Sarcopenia, a critical loss of muscle mass and function because of the physiological process of aging, contributes to disability and mortality in older adults. It increases the incidence of pathologic fractures, causing prolonged periods of hospitalization and rehabilitation. The molecular mechanisms underlying sarcopenia are poorly understood, but recent evidence suggests that increased transforming growth factor-β (TGF-β) signaling contributes to impaired satellite cell function and muscle repair in aged skeletal muscle. We therefore evaluated whether antagonism of TGF-β signaling via losartan, an angiotensin II receptor antagonist commonly used to treat high blood pressure, had a beneficial impact on the muscle remodeling process of sarcopenic mice. We demonstrated that mice treated with losartan developed significantly less fibrosis and exhibited improved in vivo muscle function after cardiotoxin-induced injury. We found that losartan not only blunted the canonical TGF-β signaling cascade but also modulated the noncanonical TGF-β mitogen-activated protein kinase pathway. We next assessed whether losartan was able to combat disuse atrophy in aged mice that were subjected to hindlimb immobilization. We showed that immobilized mice treated with losartan were protected against loss of muscle mass. Unexpectedly, this protective mechanism was not mediated by TGF-β signaling but was due to an increased activation of the insulin-like growth factor 1 (IGF-1)/Akt/mammalian target of rapamycin (mTOR) pathway. Thus, blockade of the AT1 (angiotensin II type I) receptor improved muscle remodeling and protected against disuse atrophy by differentially regulating the TGF-β and IGF-1/Akt/mTOR signaling cascades, two pathways critical for skeletal muscle homeostasis. Thus, losartan, a Food and Drug Administration-approved drug, may prove to have clinical benefits to combat injury-related muscle remodeling and provide protection against disuse atrophy in humans with sarcopenia.

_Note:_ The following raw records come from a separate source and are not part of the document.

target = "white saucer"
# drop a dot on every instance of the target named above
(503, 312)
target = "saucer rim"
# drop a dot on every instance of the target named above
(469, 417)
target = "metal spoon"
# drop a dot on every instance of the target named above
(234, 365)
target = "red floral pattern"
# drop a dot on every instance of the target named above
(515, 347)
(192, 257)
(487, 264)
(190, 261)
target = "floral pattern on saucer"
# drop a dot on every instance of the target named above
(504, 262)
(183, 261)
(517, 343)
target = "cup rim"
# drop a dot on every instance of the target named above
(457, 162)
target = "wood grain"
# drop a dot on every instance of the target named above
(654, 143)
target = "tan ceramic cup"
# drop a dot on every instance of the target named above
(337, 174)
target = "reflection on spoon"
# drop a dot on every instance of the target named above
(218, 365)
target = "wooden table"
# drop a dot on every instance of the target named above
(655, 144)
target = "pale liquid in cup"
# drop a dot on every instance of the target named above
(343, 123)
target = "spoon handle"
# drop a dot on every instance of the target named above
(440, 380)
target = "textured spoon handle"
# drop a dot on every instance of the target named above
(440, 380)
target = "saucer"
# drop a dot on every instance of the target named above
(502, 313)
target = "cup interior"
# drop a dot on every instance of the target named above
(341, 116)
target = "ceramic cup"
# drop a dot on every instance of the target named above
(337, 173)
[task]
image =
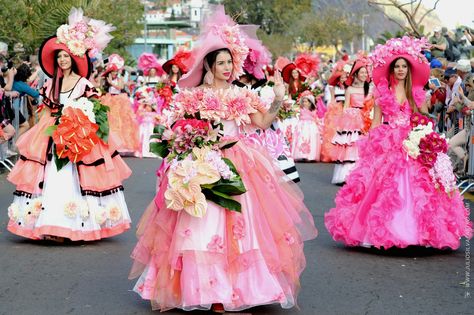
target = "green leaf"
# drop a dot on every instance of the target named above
(222, 200)
(50, 130)
(60, 163)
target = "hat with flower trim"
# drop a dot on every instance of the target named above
(407, 48)
(219, 31)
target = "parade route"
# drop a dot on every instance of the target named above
(91, 278)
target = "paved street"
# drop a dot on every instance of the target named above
(91, 278)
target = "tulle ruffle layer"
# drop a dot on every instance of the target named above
(238, 259)
(390, 200)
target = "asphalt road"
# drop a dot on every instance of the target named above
(91, 278)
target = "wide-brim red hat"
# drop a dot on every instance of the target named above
(286, 73)
(420, 71)
(47, 58)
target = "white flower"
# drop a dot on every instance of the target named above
(114, 212)
(70, 209)
(100, 215)
(14, 211)
(84, 210)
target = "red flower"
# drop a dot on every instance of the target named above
(75, 136)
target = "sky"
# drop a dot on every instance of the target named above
(454, 12)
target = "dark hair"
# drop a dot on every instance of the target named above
(23, 72)
(408, 83)
(55, 94)
(366, 84)
(211, 59)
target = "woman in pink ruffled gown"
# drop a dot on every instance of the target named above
(226, 260)
(392, 199)
(350, 123)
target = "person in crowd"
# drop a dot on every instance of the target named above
(438, 44)
(353, 121)
(307, 137)
(122, 120)
(69, 178)
(215, 258)
(399, 194)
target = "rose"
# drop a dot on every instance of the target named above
(427, 159)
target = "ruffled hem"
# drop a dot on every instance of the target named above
(387, 183)
(39, 232)
(238, 259)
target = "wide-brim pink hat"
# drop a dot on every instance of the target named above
(407, 48)
(219, 31)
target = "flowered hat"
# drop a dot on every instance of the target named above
(339, 68)
(115, 63)
(259, 56)
(217, 32)
(148, 61)
(182, 59)
(306, 64)
(408, 48)
(361, 62)
(81, 38)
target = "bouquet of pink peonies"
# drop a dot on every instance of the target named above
(429, 149)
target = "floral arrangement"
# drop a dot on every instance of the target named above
(84, 34)
(288, 109)
(192, 145)
(400, 46)
(429, 149)
(165, 92)
(80, 125)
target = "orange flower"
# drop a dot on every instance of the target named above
(75, 136)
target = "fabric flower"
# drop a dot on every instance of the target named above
(75, 136)
(100, 215)
(114, 213)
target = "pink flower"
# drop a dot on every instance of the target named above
(216, 244)
(238, 229)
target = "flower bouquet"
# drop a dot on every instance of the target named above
(192, 145)
(429, 149)
(288, 109)
(80, 125)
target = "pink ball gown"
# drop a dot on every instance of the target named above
(238, 259)
(389, 198)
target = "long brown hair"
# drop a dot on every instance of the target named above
(408, 83)
(58, 77)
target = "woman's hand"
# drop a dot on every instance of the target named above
(279, 87)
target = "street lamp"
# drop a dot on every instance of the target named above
(146, 28)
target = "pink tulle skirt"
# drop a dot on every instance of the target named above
(238, 259)
(389, 200)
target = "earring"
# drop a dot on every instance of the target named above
(209, 78)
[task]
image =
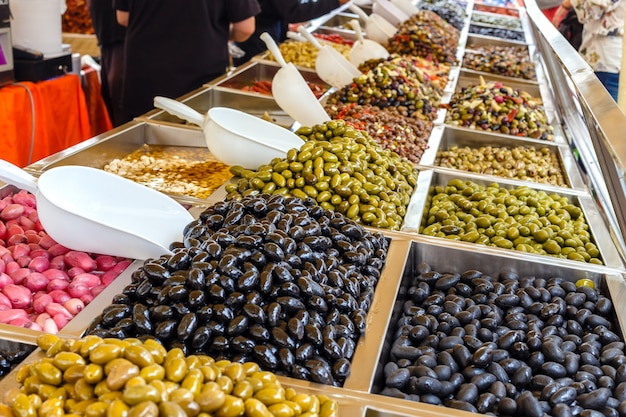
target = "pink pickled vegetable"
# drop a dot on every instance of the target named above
(44, 284)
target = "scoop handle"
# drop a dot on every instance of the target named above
(309, 37)
(273, 47)
(357, 29)
(179, 109)
(357, 10)
(12, 174)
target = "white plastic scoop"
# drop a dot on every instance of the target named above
(291, 91)
(295, 36)
(365, 49)
(236, 137)
(392, 13)
(330, 65)
(92, 210)
(376, 27)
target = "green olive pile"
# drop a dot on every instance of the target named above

肌肉减少症是一种由于生理衰老过程导致的肌肉质量和功能的严重丧失,它会导致老年人残疾和死亡。它会增加病理性骨折的发病率,导致住院和康复时间延长。肌肉减少症的分子机制尚不清楚,但最近的证据表明,转化生长因子-β(TGF-β)信号的增加导致衰老骨骼肌卫星细胞功能受损和肌肉修复受损。因此,我们评估了通过血管紧张素 II 受体拮抗剂氯沙坦(一种常用于治疗高血压的药物)拮抗 TGF-β信号是否对肌肉减少症小鼠的肌肉重塑过程有有益影响。我们证明,用氯沙坦治疗的小鼠纤维化明显减少,并且在心脏毒素诱导损伤后体内肌肉功能得到改善。我们发现,氯沙坦不仅减弱了经典的 TGF-β信号级联反应,还调节了非经典的 TGF-β丝裂原激活蛋白激酶途径。我们接下来评估了氯沙坦是否能够对抗因后肢固定而导致的衰老小鼠的废用性萎缩。我们表明,用氯沙坦治疗的固定小鼠可防止肌肉质量的丧失。出乎意料的是,这种保护机制不是由 TGF-β信号介导的,而是由于胰岛素样生长因子 1(IGF-1)/Akt/雷帕霉素靶蛋白(mTOR)通路的激活增加所致。因此,阻断 AT1(血管紧张素 II 型 1)受体通过差异调节 TGF-β和 IGF-1/Akt/mTOR 信号通路改善肌肉重塑并防止废用性萎缩,这两种途径对于骨骼肌稳态至关重要。因此,氯沙坦是一种获得美国食品和药物管理局批准的药物,可能具有临床益处,可用于对抗与损伤相关的肌肉重塑,并为肌肉减少症患者提供防止废用性萎缩的保护。